Unlike the smoothly flowing performances of, say, Colin Davis, Celibidache’s reading of No. 2 moves in fits and starts, drifts into remoteness, but ultimately overwhelms with glowing legato. While Osmo Vänskä’s fresh account of the Fifth is a favourite, Celibidache’s knocks one out with the work’s grandeur. In the first movement, he achieves a gigantic climax. His Allegro molto is steadier than most, but, yet again, the build-up in tension is mesmerising. The grinding dissonances of the ending slow up until time seems to stand still. The orchestra was said to have marvelled at the way he turned the famous theme into an ‘endless stream of song’, and indeed it soars on wings as if it could glide on forever. Old-fashioned it may be, but also revelatory.

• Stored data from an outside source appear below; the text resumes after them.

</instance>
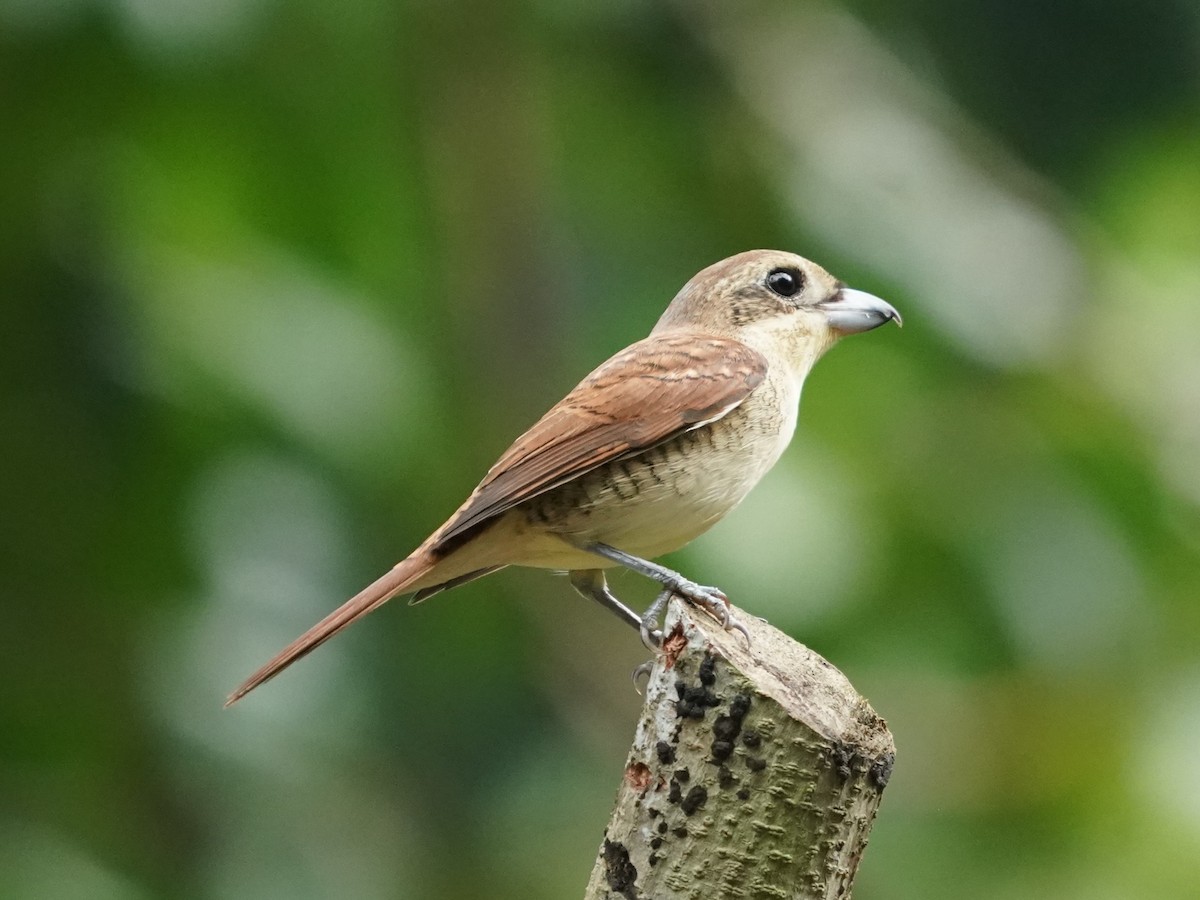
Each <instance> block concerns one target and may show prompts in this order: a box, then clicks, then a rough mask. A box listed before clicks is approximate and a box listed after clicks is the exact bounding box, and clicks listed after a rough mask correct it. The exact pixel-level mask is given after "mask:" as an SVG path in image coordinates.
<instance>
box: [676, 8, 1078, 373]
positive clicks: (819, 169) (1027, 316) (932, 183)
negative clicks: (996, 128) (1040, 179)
mask: <svg viewBox="0 0 1200 900" xmlns="http://www.w3.org/2000/svg"><path fill="white" fill-rule="evenodd" d="M704 8H706V10H707V11H708V12H709V13H712V14H709V16H708V17H707V19H706V17H700V18H698V20H701V22H703V23H704V24H702V25H701V29H702V31H703V32H704V35H706V37H708V38H709V42H710V46H712V48H713V52H714V54H715V55H716V56H718V58H719V59H720V60H722V61H724V64H725V66H726V70H727V72H728V74H730V77H731V79H732V82H733V84H734V88H736V89H738V90H739V91H740V94H742V96H743V97H744V100H745V102H746V104H748V106H749V107H750V108H751V109H754V110H755V112H757V113H758V115H760V116H761V118H762V120H763V122H764V124H766V125H767V126H768V127H769V128H772V130H774V131H775V133H776V134H778V137H779V138H780V144H781V146H779V148H775V149H774V150H772V151H768V152H770V160H769V164H770V168H772V169H773V170H778V172H781V173H782V178H784V182H782V185H781V187H782V190H784V191H785V192H786V193H787V194H788V196H790V197H791V200H792V210H793V212H794V215H796V216H797V217H798V218H799V220H800V221H802V222H803V223H804V226H805V228H808V229H810V230H812V232H815V233H818V234H821V235H822V236H823V238H824V239H826V240H828V241H830V242H833V244H834V245H836V246H838V247H839V248H840V250H841V252H842V253H845V254H846V256H847V257H848V258H853V259H857V260H860V262H862V264H864V265H866V266H870V268H872V269H875V270H876V271H878V272H880V275H881V276H883V277H887V278H888V280H889V281H893V282H899V283H900V284H901V286H902V287H904V288H905V290H906V292H907V293H908V294H910V295H911V298H912V299H913V300H914V301H916V302H917V304H919V305H920V307H922V310H923V311H924V312H925V313H926V314H928V317H929V319H930V320H931V322H932V323H934V324H935V325H936V326H937V328H938V329H940V330H941V331H942V332H943V334H944V335H946V336H947V337H949V338H950V340H953V341H954V342H955V343H958V344H959V346H960V347H961V349H964V350H965V352H967V353H970V354H971V355H972V356H976V358H979V359H983V360H985V361H988V362H990V364H992V365H1027V364H1032V362H1043V361H1046V360H1048V359H1050V358H1052V356H1054V355H1055V354H1056V353H1058V352H1061V347H1062V346H1063V343H1064V342H1066V341H1067V338H1069V328H1070V325H1072V323H1073V322H1074V319H1075V312H1076V308H1078V307H1079V305H1080V302H1081V300H1082V299H1084V298H1085V295H1086V284H1085V283H1084V266H1082V262H1081V259H1080V257H1079V253H1078V251H1076V248H1075V247H1074V245H1073V244H1072V241H1070V239H1069V238H1068V236H1067V234H1066V232H1064V229H1063V228H1061V227H1060V224H1058V223H1057V222H1056V221H1055V220H1054V218H1052V217H1051V215H1050V214H1049V212H1048V211H1046V210H1045V208H1044V206H1042V205H1039V204H1038V203H1036V202H1033V200H1031V199H1028V198H1027V197H1026V194H1027V193H1030V191H1028V190H1027V188H1030V187H1036V188H1037V191H1038V192H1045V193H1046V194H1049V188H1048V187H1045V186H1043V185H1040V184H1038V182H1037V179H1034V178H1033V176H1032V175H1031V173H1028V172H1027V170H1025V169H1022V168H1021V167H1020V166H1019V164H1018V163H1016V162H1015V161H1014V160H1013V158H1012V157H1010V156H1008V154H1006V152H1004V151H1003V150H1002V149H1001V148H1000V146H998V145H996V144H994V143H991V142H989V140H986V139H985V137H984V136H982V134H979V133H977V132H976V131H974V130H973V128H972V127H971V126H970V124H968V121H967V119H966V118H965V116H964V115H962V114H961V113H960V112H959V110H958V109H955V108H954V106H953V104H952V103H950V102H949V101H948V100H946V98H944V97H943V96H941V95H940V94H937V92H936V91H934V90H932V89H931V88H929V86H926V85H924V84H923V83H922V82H920V79H918V78H917V77H916V76H914V74H913V73H912V72H910V71H908V70H907V68H906V67H905V65H904V64H902V62H900V61H899V60H898V59H896V58H895V56H894V55H893V54H892V53H890V52H889V50H888V49H887V48H884V47H883V44H882V43H881V42H878V41H877V40H876V38H875V37H874V36H872V35H871V34H870V32H869V31H868V30H866V29H865V28H863V26H862V25H860V24H858V23H857V22H856V20H854V19H852V18H851V17H848V16H847V14H845V13H842V12H839V11H835V10H834V8H832V7H826V6H821V5H815V4H804V5H799V6H796V7H792V8H791V10H788V12H787V14H780V11H779V8H778V7H776V6H772V7H770V14H769V17H758V16H755V14H754V13H752V12H751V11H750V10H746V8H743V6H740V5H737V6H722V5H719V4H710V5H707V6H706V7H704ZM780 149H781V150H782V152H781V154H780V152H779V151H780Z"/></svg>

Other treasures are a dreamlike Till Eulenspiegel, a blistering Don Juan and a Franck Symphony, which he ennobles with a performance of vast range. This set also contains Jacqueline du Pré’s no-holds-barred Dvorák Cello Concerto (also available on Teldec) in which conductor and soloist do ravishing justice to the work. The distortions are forgivable, coming as they do from raw emotion, but the noises off in the hall are less easy to ignore.